A diete widocznie zaczelas w odpowiednim momencie, bo sie na nie trzymasz :)
Wersja do druku
Az tyle herbat? :shock: Chyba za duzo...
A diete widocznie zaczelas w odpowiednim momencie, bo sie na nie trzymasz :)
no ja też uzależniam sie od herbaty, ale piję najwyżej 4 duże kubki dziennie :D A ty nie przesadzasz przypadkiem 8) ?
Fajnie , że się trzymasz i masz silną wolę. Pamiętaj, razem łatwiej :D
nooo wlasnie tez tak mysle :P moze dlatego przybralam a pocztaku tyle nie pilam, a pozniej chyba az za duzo. sama woda bo innego wyjscia nie ma :P
dzieki wam sie trzymam ! gdyby nie to forum i wy dziewczynki nie dala bym rady !
Chce zauważyć, że herbata w za dużych ilościach jest dość szkodliwa. Zacznie ci wszystko wypłukiwać razem z witaminami itp itd ikukutyku.
Co do kilogramów to radze sie nie przejmować. Przecież jak sie ćwiczy to one nawet idą w góre nawet jeśli sie w wymiarach chudnie. Kilogramy łgają!
Ja i tak mam najlepszą wage. W zależności czy coś na niej stało, który raz sie wazysz albo od humoru pokazuje całkowicie inną wage niż w żeczywistości. Dlatego ja sie już na niej nie waże. Szkoda nerwów.
Bachia
odstawilam herbate, znaczy no pije 1 albo 2 dziennie o co za duzo to nie zdrowo, a pilam tyle bo to poczatek diety i poprostu czyms musialam zapchac zoladek, zeby nie czuc tak glodu... lepszy płyn niż żarło :lol:
tak w ogole to jestem teraz na 350 kcal. na obiad zjem 280 i co dalej... zobaczymy, może płatki może sobie na coś pozwole ? kako :D zobaczyy... ale cos slodiego dalej mi sie nie chce, nie ebde ich jesc bo tak w ogoleto ja myslaalm,z e ejstem uzalezniona od slodyczy a tu zonk ! :D dosc sie ich penwie najem w święta pewie, a tak to odzwyaczajam sie od nich... bo jakw szyscy weidza czekolada poprawia humor i jest to anwet udowodnione to ja wole zeby mi jablko poprawialo humor albo inne przyjemnośći ;)

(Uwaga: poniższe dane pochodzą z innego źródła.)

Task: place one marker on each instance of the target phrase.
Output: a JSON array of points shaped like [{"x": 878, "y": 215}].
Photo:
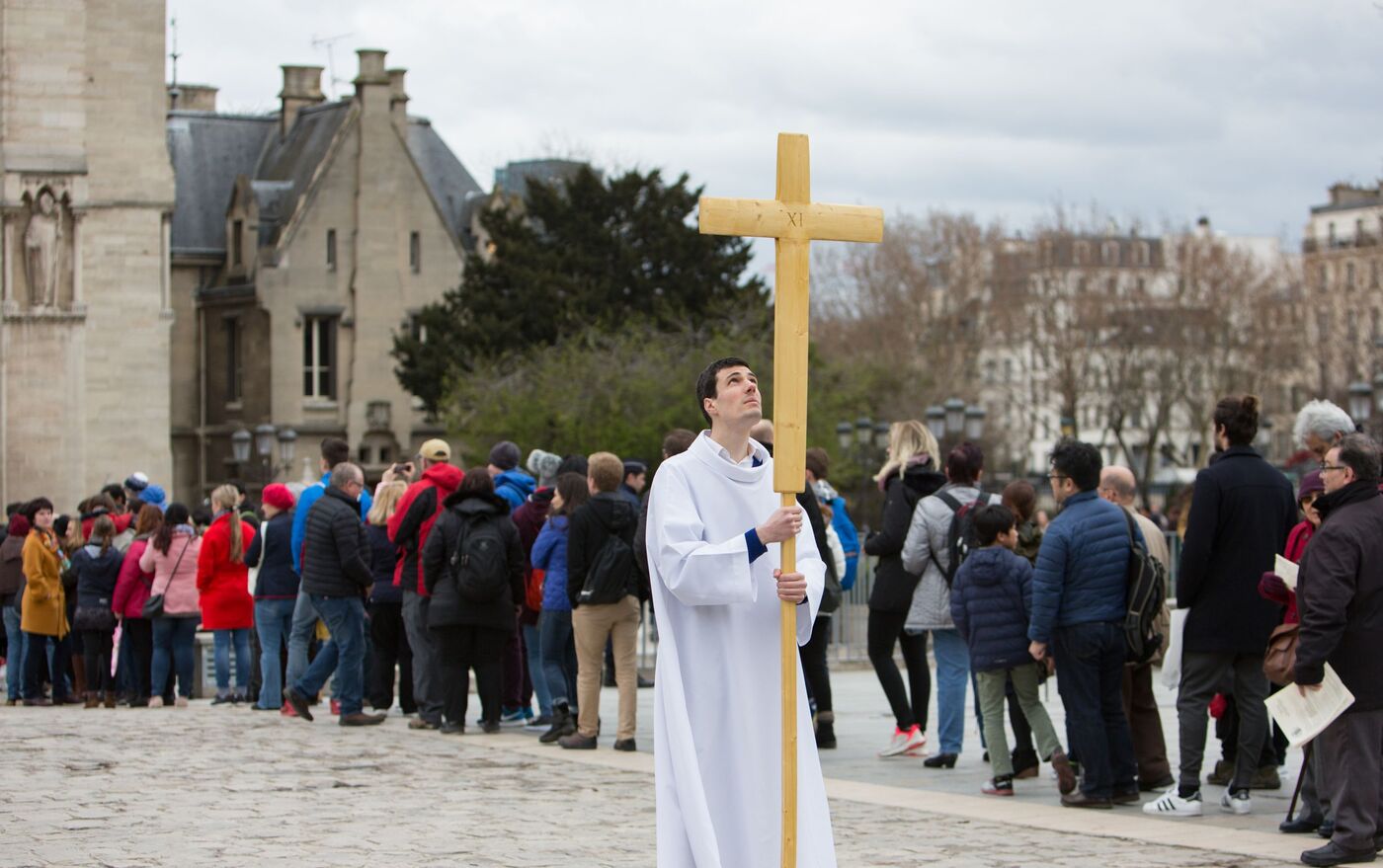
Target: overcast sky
[{"x": 1240, "y": 111}]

powiem wam ze nawet zadowolona jestem z siebie, ze sie tak dlgo ladnie trzymam, bez wpadek :) teraz to juz z górki trudne byly pierwsze dni, pierwszy tydzien ! tylko dalej do ćwiczeń się nie mogę zabrać, tylko weidera robie :oops:
No niby czekolada poprawia humor, a mi to by starczyly suszone daktyle :P
W swieta nie zaszalej za bardzo :twisted:
najlepsze są rodzynki i suszone morele... :D
a mnie humor poprawia wszystko co można strawić...
ahhh dzisiaj podsumowanie dnia wyglada tak
zjadlam 850 kcal do hm... 15 a po 18 zjadlam jablko to bylo ok 19. mala porażka ale to bylo tylko jablko :P przeżyje. nowy tydzien sie zaraz zaczyna a znim nowe zrzucone kilogramy ? hm... zobaczymy zwaze sie gdzies rpzed świętami :) jakos w sobote albo piatek nie wiem zobacze a pozniej odrazu po swieach :)
Dobry pomysł z tym ważeniem...:) Tylko żeby nie przybyło! Na święta może postać ;)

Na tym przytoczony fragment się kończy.